Monday, January 30, 2012

Will the singularity outrun HBD?

"It's just around the corner!"  I declared behind closed doors to friends in 2007.

"What?"
"Armageddon,"
I said this after Saletan published his piece on liberal creationism following Watson's remarks on Africans and IQ.  I thought that it was a short time until the curtain fell and the world would be exposed to the truth.

I was incredibly naive.  Still hoping, a few months ago, when Andrew Sullivan had his race and IQ brouhaha, I had a bit more hope, since, well, he was gay, and therefore, hopefully slightly more immune to character assassination. 

As usual, nothing, happened, the story was buried, life goes on.  10,000 children die every day due to malnutrition and preventable causes in Sub Saharan Africa and no one cares enough to truly question why.  I railed against self-important liberals eating organic this and fair trade that, oblivious to how their denial of human differences caused misery in the world.

But then after reading Friedman's recent column on automation, I'm struck by how UNIMPORTANT HBD is.

Why?  Because average no longer cuts it.

We've been agonizing about the NAMs that commit crimes, join gangs, go on welfare, etc.  But what if the problem isn't NAMs, but rather normal people?

The company “has produced a kind of souped-up iPad that lets you order and pay right at your table. The brainchild of a bunch of M.I.T. engineers, the nifty invention, known as the Presto, might be found at a restaurant near you soon.   

We're no longer talking about the 70 IQ ghetto kid who can barely read.
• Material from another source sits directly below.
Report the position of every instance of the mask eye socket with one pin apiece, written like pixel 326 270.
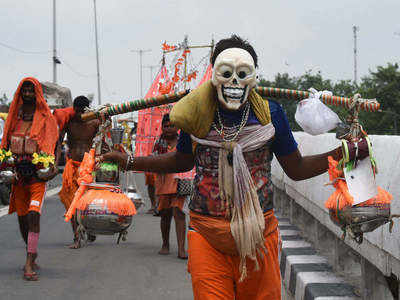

Here we're talking about a 90ish IQ waitress, who's not breaking the law, maybe barely graduated from high school.  Her job options are dwindling.

And I still remember the article on document review lawyers (probably a 115 ish IQ job) replaced by software.

Some programs go beyond just finding documents with relevant terms at computer speeds. They can extract relevant concepts — like documents relevant to social protest in the Middle East — even in the absence of specific terms, and deduce patterns of behavior that would have eluded lawyers examining millions of documents.
“From a legal staffing viewpoint, it means that a lot of people who used to be allocated to conduct document review are no longer able to be billed out,” said Bill Herr, who as a lawyer at a major chemical company used to muster auditoriums of lawyers to read documents for weeks on end. “People get bored, people get headaches. Computers don’t.” 
The number of computer chip designers, for example, has largely stagnated because powerful software programs replace the work once done by legions of logic designers and draftsmen.
Software is also making its way into tasks that were the exclusive province of human decision makers, like loan and mortgage officers and tax accountants. 
We’re at the beginning of a 10-year period where we’re going to transition from computers that can’t understand language to a point where computers can understand quite a bit about language.

So what happens when merely average isn't good enough?  Well, this blog post sarcastically notes the inherent contradiction in what Friedman is saying: most people are average.  That's how it is, deal with it.  


I agonized over HBD, thinking the end was near.  Articles like this in the economist hint at troubling truths to emerge.

We will also identify the many genes that create physical and mental differences across populations, and we will be able to estimate when those genes arose. Some of those differences probably occurred very recently, within recorded history. Gregory Cochran and Henry Harpending argued in “The 10,000 Year Explosion” that some human groups experienced a vastly accelerated rate of evolutionary change within the past few thousand years, benefiting from the new genetic diversity created within far larger populations, and in response to the new survival, social and reproductive challenges of agriculture, cities, divisions of labour and social classes. Others did not experience these changes until the past few hundred years when they were subject to contact, colonisation and, all too often, extermination.
If the shift from GWAS to sequencing studies finds evidence of such politically awkward and morally perplexing facts, we can expect the usual range of ideological reactions, including nationalistic retro-racism from conservatives and outraged denial from blank-slate liberals. The few who really understand the genetics will gain a more enlightened, live-and-let-live recognition of the biodiversity within our extraordinary species—including a clearer view of likely comparative advantages between the world’s different economies.

Miller is a brilliant evolutionary psychologist, but I did not share his optimism.  Genocide still occurs in the world, and justification of racial hierarchies will not all of a sudden make us sing kumbaya.

But, my point is, is that if the machines are catching up to the average among us, what difference does it make? 80 IQ peasant replaced by the tractor, 100IQ factory worker replaced by a robot, a 105 IQ replaced by Siri, 115 IQ lawyer replaced by software, or a 125 IQ software chip designer.

What happens when none of us have any options?